Le cause, a mio avviso, sono molteplici:
1) I migliori studenti preferiscono rimanere all’estero perché ritengono di non poter ricevere offerte di lavoro adeguate agli studi conseguiti. Pochissime possibilità di crearsi una carriera e stipendi più bassi che altrove.
2) Non esiste una moderna mentalità imprenditoriale. Obbiettivo principale è rientrare di quanto investito nel più breve tempo possibile, anche a scapito della qualità. Bari, soprannominata la porta d’Oriente, è sempre stata una città commerciale, aperta in particolare ai commerci con l’Oriente. Il centro della città era ricco di negozi gestiti da veri “professionisti” del settore. Quando i figli dei vecchi commercianti sono subentrati ai genitori, molto spesso i ragazzi cresciuti nelle agiatezze e privi di esperienza e volontà di primeggiare, hanno dimostrato di non avere le capacità richieste. Lentamente i negozi simbolo dello shopping sono stati sostituiti da multinazionali.
3) Anche nel settore del turismo l’offerta di servizi di qualità spesso lascia a desiderare.

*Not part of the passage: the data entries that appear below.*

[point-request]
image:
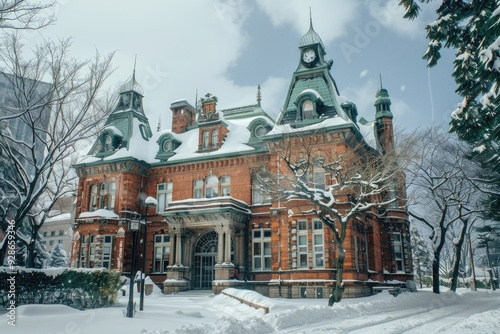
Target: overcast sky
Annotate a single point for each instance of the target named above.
(228, 47)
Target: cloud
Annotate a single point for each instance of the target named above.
(330, 18)
(389, 14)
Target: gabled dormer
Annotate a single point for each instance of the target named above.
(167, 144)
(126, 121)
(212, 130)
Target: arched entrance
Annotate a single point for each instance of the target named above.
(205, 254)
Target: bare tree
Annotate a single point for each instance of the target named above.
(26, 14)
(442, 196)
(58, 101)
(359, 180)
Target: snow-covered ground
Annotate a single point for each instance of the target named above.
(202, 313)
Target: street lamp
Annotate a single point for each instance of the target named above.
(149, 201)
(133, 227)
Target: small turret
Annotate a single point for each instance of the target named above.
(383, 120)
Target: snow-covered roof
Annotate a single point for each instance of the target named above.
(98, 214)
(141, 149)
(321, 124)
(62, 216)
(113, 129)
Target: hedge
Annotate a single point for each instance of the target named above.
(78, 288)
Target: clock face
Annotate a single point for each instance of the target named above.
(309, 55)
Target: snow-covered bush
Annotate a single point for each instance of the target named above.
(79, 288)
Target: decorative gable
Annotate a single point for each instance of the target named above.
(109, 141)
(167, 144)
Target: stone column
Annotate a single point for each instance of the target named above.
(178, 247)
(220, 244)
(118, 254)
(229, 231)
(75, 250)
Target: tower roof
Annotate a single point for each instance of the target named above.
(311, 37)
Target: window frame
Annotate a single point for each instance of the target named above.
(161, 242)
(261, 244)
(164, 196)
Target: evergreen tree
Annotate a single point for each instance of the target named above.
(472, 28)
(58, 257)
(422, 257)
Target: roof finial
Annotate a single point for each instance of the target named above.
(133, 73)
(310, 18)
(259, 96)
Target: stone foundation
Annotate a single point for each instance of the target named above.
(175, 281)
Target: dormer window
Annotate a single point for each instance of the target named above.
(260, 130)
(307, 109)
(167, 146)
(108, 143)
(110, 140)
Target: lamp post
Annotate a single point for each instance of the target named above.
(150, 201)
(133, 227)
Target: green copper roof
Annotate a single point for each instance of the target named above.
(310, 38)
(382, 104)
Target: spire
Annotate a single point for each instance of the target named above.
(310, 19)
(132, 84)
(382, 102)
(259, 96)
(311, 37)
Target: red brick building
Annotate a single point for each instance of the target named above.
(213, 227)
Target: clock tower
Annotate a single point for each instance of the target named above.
(313, 94)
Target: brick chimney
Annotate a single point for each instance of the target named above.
(183, 115)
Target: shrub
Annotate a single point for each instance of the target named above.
(79, 288)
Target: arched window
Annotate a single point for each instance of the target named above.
(307, 109)
(102, 196)
(211, 187)
(108, 143)
(205, 139)
(215, 138)
(167, 146)
(111, 195)
(93, 198)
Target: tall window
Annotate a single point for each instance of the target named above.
(319, 178)
(398, 251)
(163, 195)
(318, 244)
(205, 139)
(111, 195)
(161, 253)
(102, 196)
(261, 244)
(211, 187)
(198, 188)
(107, 247)
(225, 186)
(93, 198)
(215, 138)
(83, 251)
(108, 143)
(259, 195)
(307, 109)
(302, 247)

Non è difficile trovare personale “stagionale” per niente preparato e professionale, spesso preso in prestito dall’agricoltura.
4) Ritenendo che i dati sulla disoccupazione del 2020 non siano significativi in ragione di tutto quello che è accaduto con l’emergenza Covid, prenderò in esame i dati del 2019. La Puglia è tra le 30 regioni in Europa con il tasso più alto di disoccupazione (16,1%).

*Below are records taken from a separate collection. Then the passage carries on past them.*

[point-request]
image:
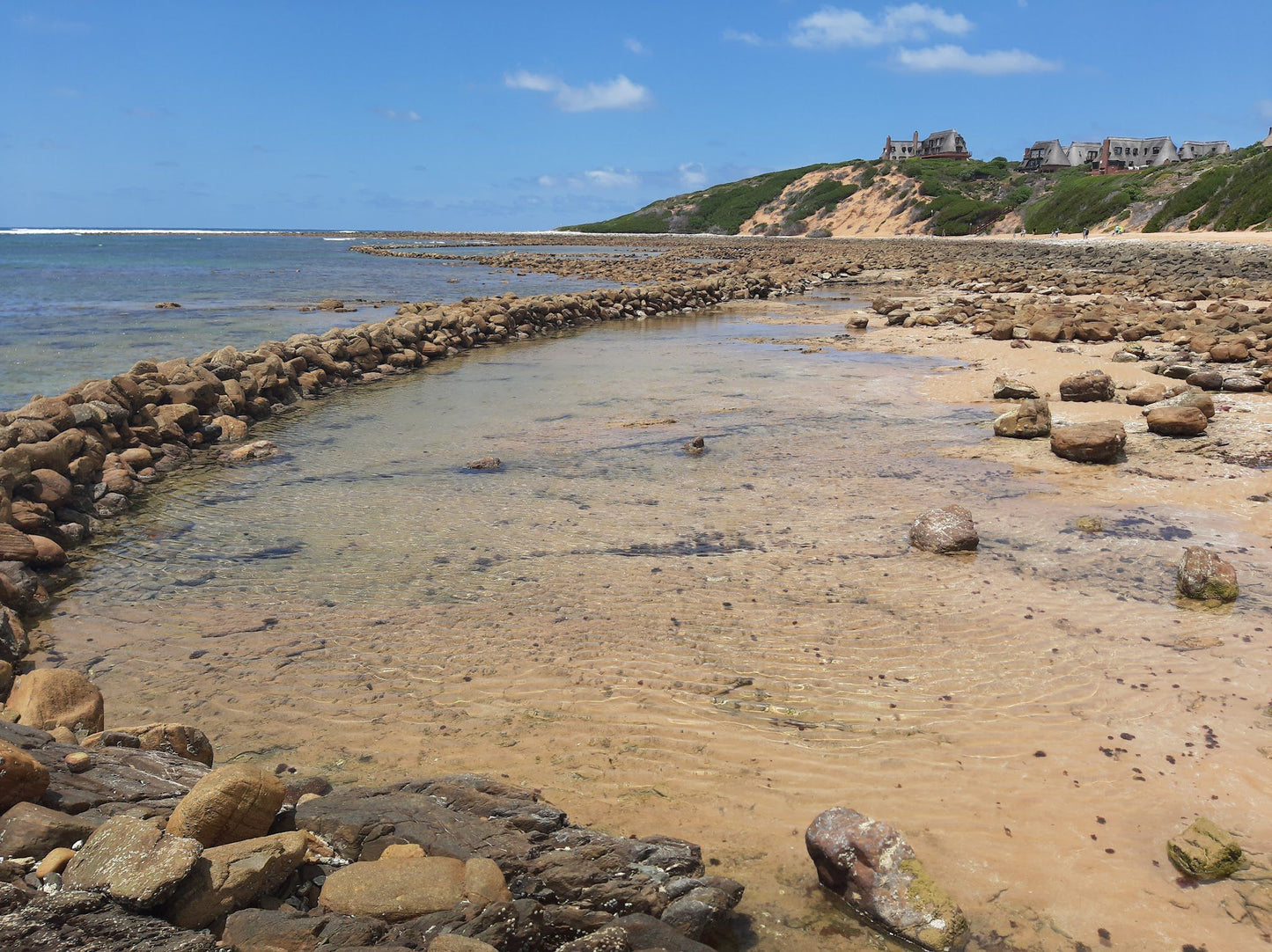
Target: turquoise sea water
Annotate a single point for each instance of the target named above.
(75, 306)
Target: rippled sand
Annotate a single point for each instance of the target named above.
(717, 648)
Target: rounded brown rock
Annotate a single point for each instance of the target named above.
(231, 803)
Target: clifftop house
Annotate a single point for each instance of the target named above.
(946, 143)
(1115, 154)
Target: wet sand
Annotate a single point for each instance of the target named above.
(720, 648)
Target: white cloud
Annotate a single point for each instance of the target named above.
(955, 59)
(832, 27)
(692, 174)
(399, 114)
(618, 93)
(612, 178)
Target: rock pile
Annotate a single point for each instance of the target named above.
(153, 846)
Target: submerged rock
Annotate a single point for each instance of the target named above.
(1028, 421)
(1205, 576)
(1205, 851)
(944, 531)
(869, 865)
(1088, 386)
(1089, 443)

E’ di Marzo la notizia che, per il secondo anno consecutivo, la Puglia abbia usufruito di una proroga da parte della Unione Europea per non perdere i 95 milioni di euro non spesi al 31 dicembre 2021, condizionandola a slot temporali categorici di spesa per monitorare l’evoluzione nella erogazione delle risorse comunitarie per lo sviluppo rurale in Puglia. A tale proposito è interessante la dichiarazione della Coldiretti Puglia:
“Nella lettera di risposta agli eurodeputati Fitto e De Castro il commissario europeo per l’agricoltura, Janusz Wojciechowski, aveva già anticipato la posizione della Commissione europea che ravvisava sulla spesa del Psr Puglia 2014-2020, al netto dell’emergenza pandemica causata dal Covid 19 ‘una questione più strutturale relativa alla realizzazione della programmazione che richiede sforzi da parte delle autorità per evitare che questa situazione si ripeta nei prossimi anni'”.
“Ad oggi risultano erogati 674 milioni di euro rispetto alla dotazione complessiva di 1,6 miliardi, con la burocrazia e gli errori di programmazione che hanno rubato tempo e risorse al lavoro e agli investimenti delle aziende agricole e ha impedito con le inefficienze l’avvio di nuove attività e l’ingresso dell’80% dei giovani nell’attività di impresa, a causa del significativo contenzioso in tribunale amministrativo che aveva spinto l’Amministrazione regionale pugliese ad un approccio prudente che, però, ha avuto inevitabili ripercussioni sull’avanzamento della spesa”.
“La Puglia ha speso solo il 41,4% delle risorse del Psr Puglia con un livello di spesa di molto inferiore alla media nazionale che si attesta su oltre il 58% e del 62% della spesa a livello comunitario”.